Is North Korea's Unha-3 rocket launch really a space mission or a missile test?
Since the launch could occur as early as Thursday (April 12), North Korea is expected to begin fueling the Unha-3 rocket soon, according to South Korea's Yonhap News Agency.
"North Korea has only fueling remaining after completing the installation of three stages of boosters on a launch pad," a South Korean official told the Yonhap News Agency on condition of anonymity. "Fueling is expected to begin soon, considering it usually takes two to three days."
South Korean officials have said they may shoot down parts of the Unha-3 rocket if they breach the state's borders.
According to a translation of the North Korean newspaper Rodong Sinmun, a spokesman for the Committee for the Peaceful Reunification of Korea said that intercepting the satellite will be regarded as an act of war and could carry tremendous consequences.
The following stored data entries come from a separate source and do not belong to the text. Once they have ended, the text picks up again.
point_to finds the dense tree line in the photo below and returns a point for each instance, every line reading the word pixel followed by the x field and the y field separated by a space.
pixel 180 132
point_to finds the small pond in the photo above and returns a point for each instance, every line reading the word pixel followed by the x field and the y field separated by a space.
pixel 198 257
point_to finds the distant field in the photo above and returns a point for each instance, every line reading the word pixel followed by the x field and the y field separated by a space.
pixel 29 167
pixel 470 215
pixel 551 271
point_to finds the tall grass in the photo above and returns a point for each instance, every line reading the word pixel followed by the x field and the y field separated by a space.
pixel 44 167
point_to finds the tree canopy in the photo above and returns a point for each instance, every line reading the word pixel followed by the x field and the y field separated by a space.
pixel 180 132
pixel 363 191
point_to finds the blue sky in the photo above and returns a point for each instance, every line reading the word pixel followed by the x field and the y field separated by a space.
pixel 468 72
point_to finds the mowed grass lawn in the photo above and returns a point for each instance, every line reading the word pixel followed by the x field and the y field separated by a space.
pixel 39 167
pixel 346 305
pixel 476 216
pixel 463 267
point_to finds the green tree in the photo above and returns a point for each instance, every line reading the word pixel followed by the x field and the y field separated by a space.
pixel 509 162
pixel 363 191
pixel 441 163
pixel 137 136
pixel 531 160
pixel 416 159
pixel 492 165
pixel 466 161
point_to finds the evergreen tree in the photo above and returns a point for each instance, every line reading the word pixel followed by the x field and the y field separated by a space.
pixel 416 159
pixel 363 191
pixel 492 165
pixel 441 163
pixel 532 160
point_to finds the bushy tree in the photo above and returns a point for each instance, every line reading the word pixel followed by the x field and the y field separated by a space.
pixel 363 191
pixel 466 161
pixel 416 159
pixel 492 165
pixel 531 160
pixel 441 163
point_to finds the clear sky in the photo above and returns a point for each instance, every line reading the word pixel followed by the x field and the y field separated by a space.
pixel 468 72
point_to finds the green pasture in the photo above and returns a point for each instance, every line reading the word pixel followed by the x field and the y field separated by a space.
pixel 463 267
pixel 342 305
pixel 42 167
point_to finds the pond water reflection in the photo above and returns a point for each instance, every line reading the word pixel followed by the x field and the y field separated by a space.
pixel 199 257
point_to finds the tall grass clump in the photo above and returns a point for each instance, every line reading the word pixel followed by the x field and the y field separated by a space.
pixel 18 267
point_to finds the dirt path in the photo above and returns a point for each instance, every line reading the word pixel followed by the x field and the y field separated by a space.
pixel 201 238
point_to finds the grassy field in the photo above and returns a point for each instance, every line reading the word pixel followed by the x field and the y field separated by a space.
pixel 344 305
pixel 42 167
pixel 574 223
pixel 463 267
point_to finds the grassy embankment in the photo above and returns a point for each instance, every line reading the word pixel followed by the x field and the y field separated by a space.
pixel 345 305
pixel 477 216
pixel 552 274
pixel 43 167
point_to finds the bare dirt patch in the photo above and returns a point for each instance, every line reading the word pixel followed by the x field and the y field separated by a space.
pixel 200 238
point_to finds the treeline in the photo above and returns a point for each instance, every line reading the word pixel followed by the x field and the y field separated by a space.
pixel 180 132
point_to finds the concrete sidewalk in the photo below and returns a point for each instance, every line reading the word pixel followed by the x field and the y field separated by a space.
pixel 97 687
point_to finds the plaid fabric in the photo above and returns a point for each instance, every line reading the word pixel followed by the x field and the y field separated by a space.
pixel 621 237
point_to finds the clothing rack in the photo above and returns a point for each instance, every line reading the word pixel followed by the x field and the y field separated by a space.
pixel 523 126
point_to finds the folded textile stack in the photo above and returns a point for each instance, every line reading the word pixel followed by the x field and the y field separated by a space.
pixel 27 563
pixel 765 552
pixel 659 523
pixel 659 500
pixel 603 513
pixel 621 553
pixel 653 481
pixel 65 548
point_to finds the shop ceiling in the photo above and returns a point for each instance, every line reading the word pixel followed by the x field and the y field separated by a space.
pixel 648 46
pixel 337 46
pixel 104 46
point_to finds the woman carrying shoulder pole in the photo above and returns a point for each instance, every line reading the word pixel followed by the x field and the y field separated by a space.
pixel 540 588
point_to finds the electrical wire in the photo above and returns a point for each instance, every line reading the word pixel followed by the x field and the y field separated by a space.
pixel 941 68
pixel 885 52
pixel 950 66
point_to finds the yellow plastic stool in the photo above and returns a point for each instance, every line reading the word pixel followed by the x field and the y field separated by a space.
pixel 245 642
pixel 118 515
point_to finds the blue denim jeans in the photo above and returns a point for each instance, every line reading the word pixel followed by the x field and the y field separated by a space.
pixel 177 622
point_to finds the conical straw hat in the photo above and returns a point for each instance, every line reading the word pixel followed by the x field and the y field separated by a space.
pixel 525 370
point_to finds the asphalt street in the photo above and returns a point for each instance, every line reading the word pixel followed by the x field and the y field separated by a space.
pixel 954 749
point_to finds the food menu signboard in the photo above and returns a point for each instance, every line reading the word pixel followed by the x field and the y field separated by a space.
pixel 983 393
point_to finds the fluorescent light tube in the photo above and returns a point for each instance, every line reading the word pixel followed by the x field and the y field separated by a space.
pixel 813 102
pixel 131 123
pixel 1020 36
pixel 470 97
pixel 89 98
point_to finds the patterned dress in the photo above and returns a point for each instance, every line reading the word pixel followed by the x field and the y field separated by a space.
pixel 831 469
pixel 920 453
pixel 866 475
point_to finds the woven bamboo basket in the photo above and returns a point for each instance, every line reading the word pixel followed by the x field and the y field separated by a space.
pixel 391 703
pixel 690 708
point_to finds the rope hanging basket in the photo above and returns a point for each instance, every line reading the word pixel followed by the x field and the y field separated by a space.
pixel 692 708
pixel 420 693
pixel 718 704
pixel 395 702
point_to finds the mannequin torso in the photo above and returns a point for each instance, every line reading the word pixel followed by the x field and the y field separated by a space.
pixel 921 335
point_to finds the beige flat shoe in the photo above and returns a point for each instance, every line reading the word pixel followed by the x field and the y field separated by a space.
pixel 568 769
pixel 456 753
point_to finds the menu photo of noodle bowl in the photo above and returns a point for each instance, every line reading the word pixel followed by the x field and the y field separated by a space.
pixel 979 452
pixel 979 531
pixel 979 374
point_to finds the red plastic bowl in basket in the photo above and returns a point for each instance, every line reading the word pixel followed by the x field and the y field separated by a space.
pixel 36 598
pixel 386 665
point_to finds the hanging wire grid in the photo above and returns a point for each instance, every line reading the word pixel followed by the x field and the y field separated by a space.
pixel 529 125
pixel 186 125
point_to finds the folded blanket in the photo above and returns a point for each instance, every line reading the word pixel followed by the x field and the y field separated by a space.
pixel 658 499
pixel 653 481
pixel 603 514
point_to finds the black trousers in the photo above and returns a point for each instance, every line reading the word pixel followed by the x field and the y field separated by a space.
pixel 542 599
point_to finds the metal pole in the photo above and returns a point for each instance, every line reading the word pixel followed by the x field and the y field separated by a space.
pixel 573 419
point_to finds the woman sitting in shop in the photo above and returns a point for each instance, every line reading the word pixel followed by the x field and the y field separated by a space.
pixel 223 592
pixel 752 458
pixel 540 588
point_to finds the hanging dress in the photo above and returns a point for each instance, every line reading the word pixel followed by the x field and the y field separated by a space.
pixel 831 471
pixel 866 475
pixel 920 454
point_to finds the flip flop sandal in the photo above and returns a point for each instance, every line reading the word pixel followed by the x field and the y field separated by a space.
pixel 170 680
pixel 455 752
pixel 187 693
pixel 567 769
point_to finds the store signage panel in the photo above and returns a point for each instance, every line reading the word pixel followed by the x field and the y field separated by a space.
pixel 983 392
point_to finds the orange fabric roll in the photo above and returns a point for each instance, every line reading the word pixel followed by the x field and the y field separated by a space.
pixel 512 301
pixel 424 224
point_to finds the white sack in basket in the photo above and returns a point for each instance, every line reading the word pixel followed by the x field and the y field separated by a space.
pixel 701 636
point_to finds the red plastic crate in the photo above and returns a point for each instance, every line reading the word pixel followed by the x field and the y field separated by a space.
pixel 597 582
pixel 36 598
North Korea's new leader Kim Jong Un recently entered into an agreement with the U.S. to halt long-range launches in exchange for food to curb the country's widespread famine. Obama has said that if North Korea proceeds with the launch, it could jeopardize the food aid agreement.
In April 2009, North Korea attempted a similar satellite launch that was widely criticized. North Korean officials said the mission succeeded, but U.S. intelligence agencies claimed the vehicle failed during ascent, which caused the rocket's second and third stages and the onboard satellite to plummet into the Pacific Ocean.
The 2009 event triggered the United Nations to tighten sanctions against North Korea.